The Namibian parliament has lately been debating whether Namibian winter time should be scrapped and the country should once again revert to a single standard time, which is summer time.
This is after Cabinet had reportedly unanimously decided on reversion to a single time. This is following a public poll with 97 percent of those polled in favour of scrapping winter time.
While one may not question the quality of the polling yours truly cannot but speculate its stratification that targeted only selected sections or instances of the population.
One would have thought an important sector of the population that must have been polled is those dealing with children and schools. Because after all one of the main considerations of changing to winter time was the safety and security of especially schoolchildren in view of the usual darkness in the early morning hours of winter when children walk to school.
One of these strata and which surely must have been properly and rightly polled for its opinion is the business sector. But it cannot have been the only sector that matters. As much as one must indeed admit that the Namibian business community has been uneasy about winter time for re-aligning its business hours out of alignment with those of its regional counterparts, especially in our southern neighbour of South Africa, it is not really conclusively clear to what extent winter time for the past 23 years that it has been in existence in Namibia has actually disadvantaged Namibia businesses.

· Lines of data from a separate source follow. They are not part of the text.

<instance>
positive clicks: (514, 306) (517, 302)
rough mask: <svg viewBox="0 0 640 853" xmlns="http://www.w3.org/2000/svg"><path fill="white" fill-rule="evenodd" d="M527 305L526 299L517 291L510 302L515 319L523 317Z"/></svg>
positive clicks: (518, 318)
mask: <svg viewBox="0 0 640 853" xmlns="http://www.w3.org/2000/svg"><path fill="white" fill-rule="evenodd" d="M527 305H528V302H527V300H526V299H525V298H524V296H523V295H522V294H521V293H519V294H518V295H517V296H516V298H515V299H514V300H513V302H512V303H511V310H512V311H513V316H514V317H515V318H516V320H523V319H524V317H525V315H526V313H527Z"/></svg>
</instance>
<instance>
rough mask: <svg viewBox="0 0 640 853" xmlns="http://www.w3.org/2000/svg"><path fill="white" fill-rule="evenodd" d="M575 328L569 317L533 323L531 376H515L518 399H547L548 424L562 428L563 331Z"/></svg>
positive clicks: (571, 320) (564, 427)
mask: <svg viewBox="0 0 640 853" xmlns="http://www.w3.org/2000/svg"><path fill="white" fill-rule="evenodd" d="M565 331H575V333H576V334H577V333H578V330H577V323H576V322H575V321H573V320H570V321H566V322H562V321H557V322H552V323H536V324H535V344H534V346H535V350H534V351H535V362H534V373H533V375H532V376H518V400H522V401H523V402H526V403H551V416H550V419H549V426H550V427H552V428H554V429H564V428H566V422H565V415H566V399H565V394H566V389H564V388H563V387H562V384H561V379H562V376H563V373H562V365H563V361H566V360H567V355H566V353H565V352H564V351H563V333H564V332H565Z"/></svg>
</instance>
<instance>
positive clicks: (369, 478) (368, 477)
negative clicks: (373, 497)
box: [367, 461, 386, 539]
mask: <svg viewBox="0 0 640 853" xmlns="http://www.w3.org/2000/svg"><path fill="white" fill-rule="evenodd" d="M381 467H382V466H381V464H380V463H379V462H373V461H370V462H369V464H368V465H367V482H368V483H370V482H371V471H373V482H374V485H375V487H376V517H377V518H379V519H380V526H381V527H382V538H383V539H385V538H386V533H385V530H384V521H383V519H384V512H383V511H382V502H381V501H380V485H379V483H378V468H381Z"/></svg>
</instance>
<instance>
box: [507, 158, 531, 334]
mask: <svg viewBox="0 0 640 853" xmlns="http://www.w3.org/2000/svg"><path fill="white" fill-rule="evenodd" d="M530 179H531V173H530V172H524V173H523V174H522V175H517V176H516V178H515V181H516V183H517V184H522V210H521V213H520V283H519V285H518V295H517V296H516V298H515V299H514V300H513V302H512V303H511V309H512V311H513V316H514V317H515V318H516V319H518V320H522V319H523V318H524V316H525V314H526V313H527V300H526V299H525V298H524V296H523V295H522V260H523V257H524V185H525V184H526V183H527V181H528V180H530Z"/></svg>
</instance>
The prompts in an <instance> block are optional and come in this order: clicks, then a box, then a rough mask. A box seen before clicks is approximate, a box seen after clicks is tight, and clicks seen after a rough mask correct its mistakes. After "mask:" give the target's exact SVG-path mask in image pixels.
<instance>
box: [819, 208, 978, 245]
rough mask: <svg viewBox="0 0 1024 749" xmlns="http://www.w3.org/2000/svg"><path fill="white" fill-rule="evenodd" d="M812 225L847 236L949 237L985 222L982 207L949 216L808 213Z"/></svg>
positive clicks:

Not only this but if indeed Namibian businesses all these years, 23 years in total, have really been bearing some losses, should they really not have done something about this rather than taking them all these 23 years to seek the necessary change?
It is hard to believe this. On the contrary one would have believed that after 23 years during which businesses would have made the necessary adaptions, adjustments and acclimatisation to winter time, winter time cannot and could not be a problem 23 years down the line. Certainly there’s no way one can deny the losses Namibian businesses may have suffered. But as alluded to in the beginning, the business community is not the only interest group in this matter. One has to also consider thousands of voiceless children attending schools. One paramount reason why the country introduced winter time must of course have been consideration for pupils who not only have to endure harsh winter weather but which is coupled with darkness and thus a security risk to them.

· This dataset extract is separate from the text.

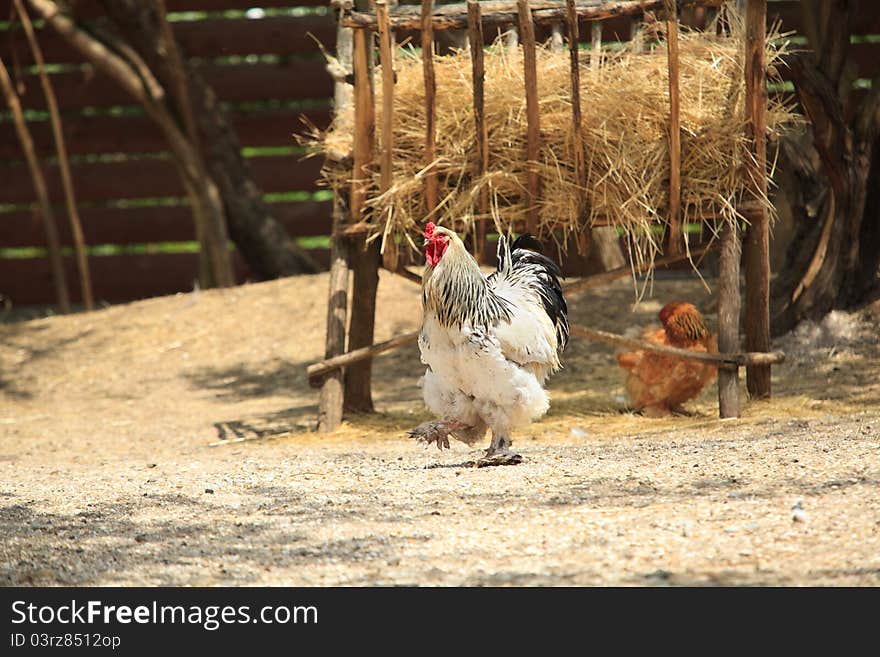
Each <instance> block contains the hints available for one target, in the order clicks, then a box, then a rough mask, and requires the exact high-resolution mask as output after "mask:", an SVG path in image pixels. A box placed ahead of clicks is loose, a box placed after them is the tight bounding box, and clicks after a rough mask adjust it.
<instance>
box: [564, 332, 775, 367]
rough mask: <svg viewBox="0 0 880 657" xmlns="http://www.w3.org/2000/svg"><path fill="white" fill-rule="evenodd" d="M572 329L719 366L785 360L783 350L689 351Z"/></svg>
mask: <svg viewBox="0 0 880 657" xmlns="http://www.w3.org/2000/svg"><path fill="white" fill-rule="evenodd" d="M570 329H571V333H572V335H576V336H578V337H580V338H584V339H586V340H591V341H593V342H604V343H605V344H609V345H611V346H614V347H624V348H626V349H641V350H643V351H650V352H652V353H655V354H663V355H664V356H673V357H675V358H685V359H687V360H698V361H701V362H703V363H712V364H715V365H718V366H719V367H728V368H730V367H743V366H747V365H774V364H777V363H782V362H784V361H785V354H784V353H783V352H781V351H771V352H767V353H742V354H707V353H701V352H697V351H688V350H687V349H677V348H675V347H664V346H662V345H658V344H654V343H653V342H647V341H645V340H637V339H635V338H625V337H623V336H622V335H617V334H616V333H609V332H607V331H599V330H596V329H590V328H587V327H586V326H581V325H580V324H572V325H571V326H570Z"/></svg>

The harsh reality that Namibia still has to face 27 years after independence this year, is that violence against especially the girl child in this country is still rampant, and sadly so in many of our homes where these children must feel safe. Now if these children have not been safe in their own homes can one really expect them to be safe in harsh icy and dark hours during winter as per the old standard time? Definitely not. And this must have been one consideration for the introduction of winter time. To protect children. Not every child, especially from our sprawling townships of Katutura have the privilege of transport to schools. Many if not most of them for that matter have to walk to school and are thus daily exposed to harsh winter conditions and the lurking hazards in the darkness, of rapists, murderers and molesters. Not only this, but even those who daily make use of the municipal bus services have been equally exposed given the usually long distances from their homes to bus stations. These harsh realities of 23 years standing after winter time was introduced, are still very much a part of the daily living of our school children. But now that Cabinet has already decided in favour of the re-introduction of standard time in winter, it is any wonder if Parliament may reverse such a decision. But Parliament as opposed to Cabinet ordinarily is expected to be in tune with its constituencies. One such constituency is our schoolchildren and in this regard certainly these children are understandably pinning their hopes on their lawmakers soberly applying their minds and consciousness to this matter by looking at how the time change can adversely impact the less privileged.
But one is aware that there’s also the option of changing school time. In the interest of balancing the various competing interests, certainly this is an option that must be seriously considered. That means going ahead with changing to one standard time, which is summer time but consider changing the times when children would start school in the morning. One cannot see this option disadvantaging many. The only problem probably being the inconvenience of parents not being able to take children along to schools en route to work.
But one cannot foresee how much disturbance this can be compared to the inconvenience of switching back to summer time and exposing school children to the greater risk of insecurity.